Cardiff Council's planning committee has approved a change of use application by Signature Living to renovate the Grade-II-listed, Victorian building at a cost of £40m.
Signature Living, which owns and operates the Shankly hotel and 30 James Street in Liverpool and is developing a boutique hotel in the former post office building in Preston, has signed a deal which will ensure that the building's history is preserved. In addition to 200 suites, the hotel will have a restaurant and bar, function rooms, and a spa.
Around 60 staff will be employed at the hotel, which is expected to open after an 18-month building programme. The property was previously owned by property and construction company Maocb, which went into administration in 2014.
Signature Living founder Lawrence Kenwright told the BBC: "After years of dereliction and decay, the Coal Exchange will once again become an outstanding landmark building for the people of Cardiff and a truly first-class hotel, conferencing and major events venue."

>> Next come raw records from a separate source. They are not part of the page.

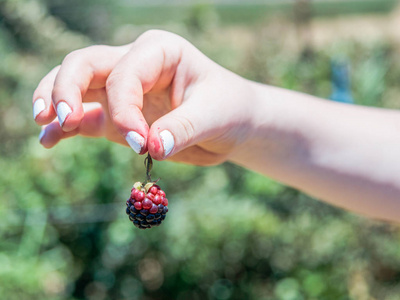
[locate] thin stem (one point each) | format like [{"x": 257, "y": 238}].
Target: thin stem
[{"x": 148, "y": 162}]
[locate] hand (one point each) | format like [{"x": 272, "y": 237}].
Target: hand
[{"x": 159, "y": 94}]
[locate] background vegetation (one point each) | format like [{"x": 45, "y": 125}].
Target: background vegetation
[{"x": 230, "y": 233}]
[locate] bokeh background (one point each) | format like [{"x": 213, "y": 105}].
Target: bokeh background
[{"x": 230, "y": 233}]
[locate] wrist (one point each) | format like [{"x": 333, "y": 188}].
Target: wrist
[{"x": 274, "y": 146}]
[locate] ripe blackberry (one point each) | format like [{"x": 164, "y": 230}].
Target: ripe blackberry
[{"x": 147, "y": 204}]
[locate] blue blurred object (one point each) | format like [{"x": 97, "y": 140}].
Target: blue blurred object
[{"x": 341, "y": 91}]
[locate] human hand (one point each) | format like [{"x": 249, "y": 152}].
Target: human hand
[{"x": 159, "y": 94}]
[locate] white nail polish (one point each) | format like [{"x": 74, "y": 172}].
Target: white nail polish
[
  {"x": 41, "y": 134},
  {"x": 168, "y": 141},
  {"x": 63, "y": 110},
  {"x": 135, "y": 140},
  {"x": 38, "y": 107}
]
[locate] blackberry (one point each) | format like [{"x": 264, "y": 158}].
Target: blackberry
[{"x": 147, "y": 205}]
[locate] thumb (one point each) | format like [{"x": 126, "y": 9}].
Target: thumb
[{"x": 175, "y": 131}]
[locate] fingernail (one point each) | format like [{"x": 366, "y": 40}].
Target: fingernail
[
  {"x": 135, "y": 140},
  {"x": 38, "y": 107},
  {"x": 41, "y": 134},
  {"x": 63, "y": 110},
  {"x": 168, "y": 141}
]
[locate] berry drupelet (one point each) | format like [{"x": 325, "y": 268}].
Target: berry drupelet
[{"x": 147, "y": 206}]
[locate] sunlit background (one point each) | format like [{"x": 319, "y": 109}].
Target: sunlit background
[{"x": 230, "y": 233}]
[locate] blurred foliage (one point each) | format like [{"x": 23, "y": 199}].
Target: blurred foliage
[{"x": 230, "y": 233}]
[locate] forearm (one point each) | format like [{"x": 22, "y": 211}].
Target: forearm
[{"x": 346, "y": 155}]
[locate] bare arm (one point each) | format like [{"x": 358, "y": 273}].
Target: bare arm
[
  {"x": 163, "y": 96},
  {"x": 343, "y": 154}
]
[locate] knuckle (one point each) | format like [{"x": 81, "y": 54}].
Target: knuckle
[
  {"x": 72, "y": 56},
  {"x": 56, "y": 92},
  {"x": 113, "y": 79},
  {"x": 153, "y": 33}
]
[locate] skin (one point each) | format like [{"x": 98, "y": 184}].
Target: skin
[{"x": 345, "y": 155}]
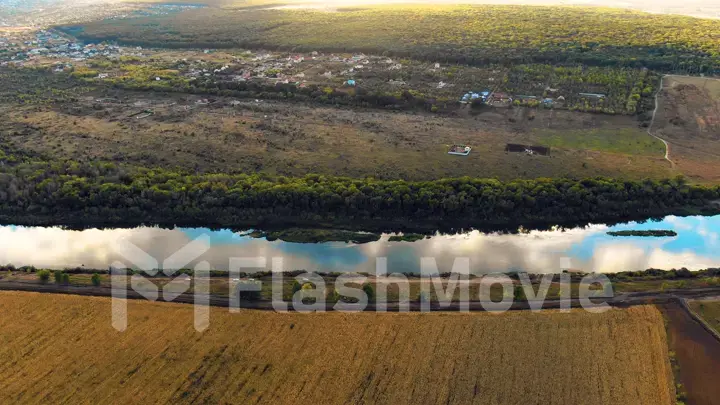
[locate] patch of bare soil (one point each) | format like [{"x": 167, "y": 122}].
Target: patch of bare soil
[
  {"x": 688, "y": 118},
  {"x": 296, "y": 139}
]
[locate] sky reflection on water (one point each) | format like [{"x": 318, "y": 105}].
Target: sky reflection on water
[{"x": 588, "y": 249}]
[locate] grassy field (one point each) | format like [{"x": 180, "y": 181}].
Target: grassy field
[
  {"x": 295, "y": 139},
  {"x": 709, "y": 310},
  {"x": 62, "y": 348}
]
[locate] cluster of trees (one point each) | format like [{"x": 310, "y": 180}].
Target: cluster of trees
[
  {"x": 475, "y": 35},
  {"x": 70, "y": 193}
]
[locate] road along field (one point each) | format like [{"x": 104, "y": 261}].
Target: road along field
[
  {"x": 688, "y": 118},
  {"x": 697, "y": 353},
  {"x": 63, "y": 349}
]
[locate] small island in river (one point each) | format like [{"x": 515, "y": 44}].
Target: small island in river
[{"x": 649, "y": 233}]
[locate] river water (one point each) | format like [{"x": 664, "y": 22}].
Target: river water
[{"x": 697, "y": 246}]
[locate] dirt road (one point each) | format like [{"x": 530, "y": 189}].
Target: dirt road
[
  {"x": 620, "y": 300},
  {"x": 698, "y": 355}
]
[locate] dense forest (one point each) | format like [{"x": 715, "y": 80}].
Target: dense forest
[
  {"x": 475, "y": 35},
  {"x": 38, "y": 192}
]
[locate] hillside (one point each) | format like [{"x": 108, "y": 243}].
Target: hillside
[
  {"x": 62, "y": 348},
  {"x": 464, "y": 34}
]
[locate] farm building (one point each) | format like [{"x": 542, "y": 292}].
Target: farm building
[
  {"x": 593, "y": 95},
  {"x": 459, "y": 150}
]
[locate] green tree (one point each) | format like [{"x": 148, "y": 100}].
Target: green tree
[{"x": 44, "y": 276}]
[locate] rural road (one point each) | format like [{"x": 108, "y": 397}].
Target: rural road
[
  {"x": 620, "y": 300},
  {"x": 657, "y": 106},
  {"x": 652, "y": 121}
]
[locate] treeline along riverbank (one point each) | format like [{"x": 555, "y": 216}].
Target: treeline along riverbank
[{"x": 37, "y": 192}]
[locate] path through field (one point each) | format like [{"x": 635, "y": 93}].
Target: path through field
[
  {"x": 62, "y": 349},
  {"x": 698, "y": 355}
]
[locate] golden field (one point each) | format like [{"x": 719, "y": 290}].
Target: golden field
[{"x": 61, "y": 349}]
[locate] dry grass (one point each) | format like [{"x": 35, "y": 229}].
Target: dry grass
[
  {"x": 58, "y": 349},
  {"x": 709, "y": 311},
  {"x": 688, "y": 118},
  {"x": 295, "y": 139}
]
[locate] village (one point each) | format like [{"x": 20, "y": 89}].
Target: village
[{"x": 494, "y": 86}]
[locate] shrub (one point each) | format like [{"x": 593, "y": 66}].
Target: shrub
[
  {"x": 296, "y": 287},
  {"x": 332, "y": 296},
  {"x": 44, "y": 276}
]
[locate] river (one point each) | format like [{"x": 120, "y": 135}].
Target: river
[{"x": 588, "y": 249}]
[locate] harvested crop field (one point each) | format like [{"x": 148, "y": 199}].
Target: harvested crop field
[
  {"x": 688, "y": 118},
  {"x": 63, "y": 349}
]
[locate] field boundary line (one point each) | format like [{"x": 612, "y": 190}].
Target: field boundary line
[
  {"x": 652, "y": 122},
  {"x": 657, "y": 106},
  {"x": 699, "y": 319}
]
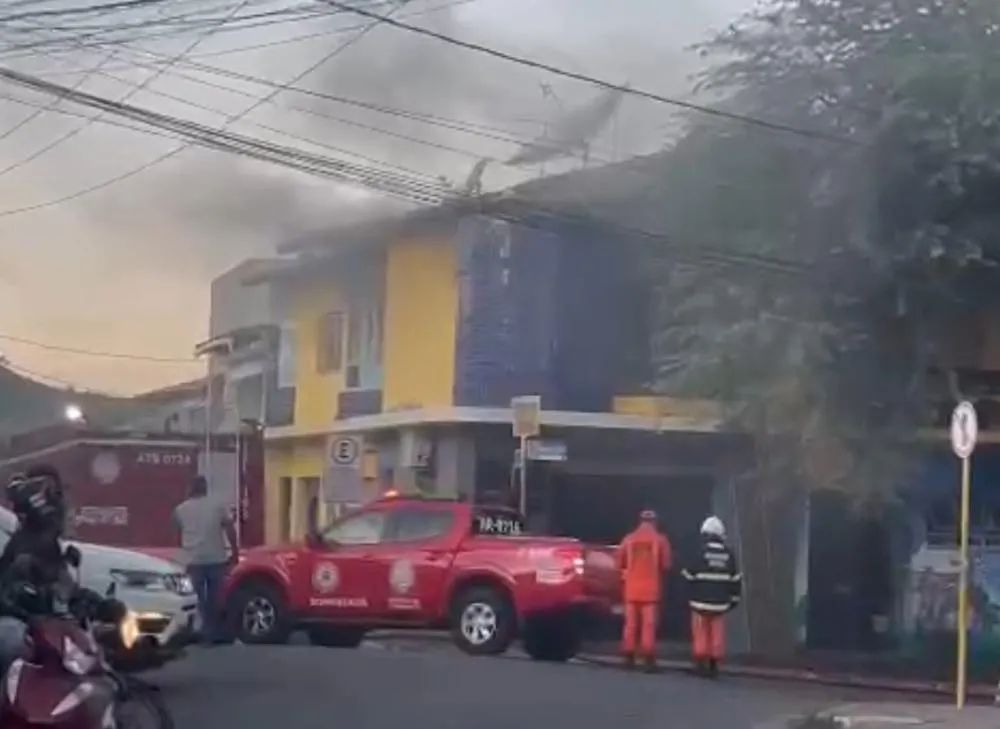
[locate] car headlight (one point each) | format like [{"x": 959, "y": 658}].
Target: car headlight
[
  {"x": 140, "y": 579},
  {"x": 76, "y": 660},
  {"x": 128, "y": 630}
]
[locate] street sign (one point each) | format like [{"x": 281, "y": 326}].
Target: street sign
[
  {"x": 526, "y": 415},
  {"x": 345, "y": 451},
  {"x": 964, "y": 429}
]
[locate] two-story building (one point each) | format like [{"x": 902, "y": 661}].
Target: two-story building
[{"x": 407, "y": 338}]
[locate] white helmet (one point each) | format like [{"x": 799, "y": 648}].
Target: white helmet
[{"x": 713, "y": 527}]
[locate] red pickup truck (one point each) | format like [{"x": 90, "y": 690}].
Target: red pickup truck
[{"x": 426, "y": 564}]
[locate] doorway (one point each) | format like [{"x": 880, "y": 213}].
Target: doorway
[
  {"x": 603, "y": 509},
  {"x": 284, "y": 510},
  {"x": 850, "y": 575}
]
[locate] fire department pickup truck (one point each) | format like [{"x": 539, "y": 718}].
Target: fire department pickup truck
[{"x": 426, "y": 564}]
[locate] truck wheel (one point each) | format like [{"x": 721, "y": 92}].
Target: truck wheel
[
  {"x": 332, "y": 636},
  {"x": 258, "y": 614},
  {"x": 483, "y": 621},
  {"x": 552, "y": 640}
]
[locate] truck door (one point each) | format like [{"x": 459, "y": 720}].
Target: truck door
[
  {"x": 418, "y": 553},
  {"x": 347, "y": 580}
]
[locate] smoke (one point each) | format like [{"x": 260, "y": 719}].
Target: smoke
[{"x": 160, "y": 236}]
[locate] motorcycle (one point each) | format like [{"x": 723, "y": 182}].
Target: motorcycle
[{"x": 65, "y": 682}]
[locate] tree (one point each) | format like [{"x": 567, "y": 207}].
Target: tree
[{"x": 886, "y": 199}]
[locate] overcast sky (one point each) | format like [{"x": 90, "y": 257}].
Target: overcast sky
[{"x": 128, "y": 268}]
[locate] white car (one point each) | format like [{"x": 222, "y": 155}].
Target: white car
[{"x": 159, "y": 598}]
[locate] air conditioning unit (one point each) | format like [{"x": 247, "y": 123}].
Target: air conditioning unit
[{"x": 415, "y": 450}]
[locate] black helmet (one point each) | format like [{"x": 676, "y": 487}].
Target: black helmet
[{"x": 36, "y": 496}]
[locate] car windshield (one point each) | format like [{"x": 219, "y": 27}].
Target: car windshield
[
  {"x": 497, "y": 523},
  {"x": 8, "y": 522}
]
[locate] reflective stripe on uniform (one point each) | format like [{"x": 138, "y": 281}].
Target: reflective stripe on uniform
[{"x": 708, "y": 607}]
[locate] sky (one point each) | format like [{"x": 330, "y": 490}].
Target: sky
[{"x": 128, "y": 268}]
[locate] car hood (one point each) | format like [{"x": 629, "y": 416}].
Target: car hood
[{"x": 98, "y": 557}]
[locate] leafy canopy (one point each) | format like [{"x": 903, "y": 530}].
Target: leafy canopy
[{"x": 889, "y": 200}]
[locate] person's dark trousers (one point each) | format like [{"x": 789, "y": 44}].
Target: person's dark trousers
[{"x": 208, "y": 579}]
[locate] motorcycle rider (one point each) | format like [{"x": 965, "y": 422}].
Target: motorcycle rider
[{"x": 37, "y": 499}]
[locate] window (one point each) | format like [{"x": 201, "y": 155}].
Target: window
[
  {"x": 364, "y": 344},
  {"x": 330, "y": 343},
  {"x": 366, "y": 528},
  {"x": 8, "y": 523},
  {"x": 412, "y": 525}
]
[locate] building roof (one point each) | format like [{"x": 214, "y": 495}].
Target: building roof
[
  {"x": 179, "y": 391},
  {"x": 589, "y": 195}
]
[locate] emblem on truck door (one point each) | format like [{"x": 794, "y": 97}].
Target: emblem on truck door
[
  {"x": 402, "y": 577},
  {"x": 325, "y": 577}
]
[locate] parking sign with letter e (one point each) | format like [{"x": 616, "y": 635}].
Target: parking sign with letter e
[{"x": 964, "y": 429}]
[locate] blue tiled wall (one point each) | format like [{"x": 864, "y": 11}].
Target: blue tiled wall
[{"x": 538, "y": 314}]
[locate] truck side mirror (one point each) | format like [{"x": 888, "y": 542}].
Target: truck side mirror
[{"x": 314, "y": 540}]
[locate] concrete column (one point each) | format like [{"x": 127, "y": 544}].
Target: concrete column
[
  {"x": 455, "y": 460},
  {"x": 725, "y": 507}
]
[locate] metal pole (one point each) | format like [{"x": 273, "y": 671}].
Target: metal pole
[
  {"x": 209, "y": 396},
  {"x": 963, "y": 591},
  {"x": 523, "y": 466},
  {"x": 239, "y": 476}
]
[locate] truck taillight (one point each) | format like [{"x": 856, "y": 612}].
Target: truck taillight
[{"x": 573, "y": 556}]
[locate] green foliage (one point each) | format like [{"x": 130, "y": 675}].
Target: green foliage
[{"x": 888, "y": 201}]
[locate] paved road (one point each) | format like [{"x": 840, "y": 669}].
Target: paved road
[{"x": 299, "y": 687}]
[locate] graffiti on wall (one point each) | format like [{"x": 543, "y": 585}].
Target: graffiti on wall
[{"x": 931, "y": 598}]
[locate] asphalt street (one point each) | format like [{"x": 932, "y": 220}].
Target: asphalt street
[{"x": 302, "y": 687}]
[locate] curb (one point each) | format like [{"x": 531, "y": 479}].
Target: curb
[{"x": 978, "y": 692}]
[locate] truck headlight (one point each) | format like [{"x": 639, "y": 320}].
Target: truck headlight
[{"x": 128, "y": 630}]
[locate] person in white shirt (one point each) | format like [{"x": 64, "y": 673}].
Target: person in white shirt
[{"x": 206, "y": 528}]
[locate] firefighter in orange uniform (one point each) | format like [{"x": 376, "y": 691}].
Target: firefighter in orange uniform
[
  {"x": 714, "y": 588},
  {"x": 643, "y": 558}
]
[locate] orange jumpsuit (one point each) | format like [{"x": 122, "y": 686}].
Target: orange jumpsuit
[{"x": 643, "y": 558}]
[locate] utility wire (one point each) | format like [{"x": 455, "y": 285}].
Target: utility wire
[
  {"x": 86, "y": 125},
  {"x": 53, "y": 382},
  {"x": 525, "y": 211},
  {"x": 95, "y": 353},
  {"x": 396, "y": 185},
  {"x": 593, "y": 80}
]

However, the application has come under fire from Cardiff South and Penarth MP Stephen Doughty, who asked MPs to halt the proposal in a Westminster Hall debate in April, and the Victorian Society, who formally opposed the plans to alter the building.
Campaign groups such as Save the Coal Exchange and The Coal Exchange Ltd welcome the changes.
Closed in 1958 following the decline of the coal industry, Cardiff Coal Exchange was later used as a concert and dinner hall until it closed again in 2013 due to safety concerns.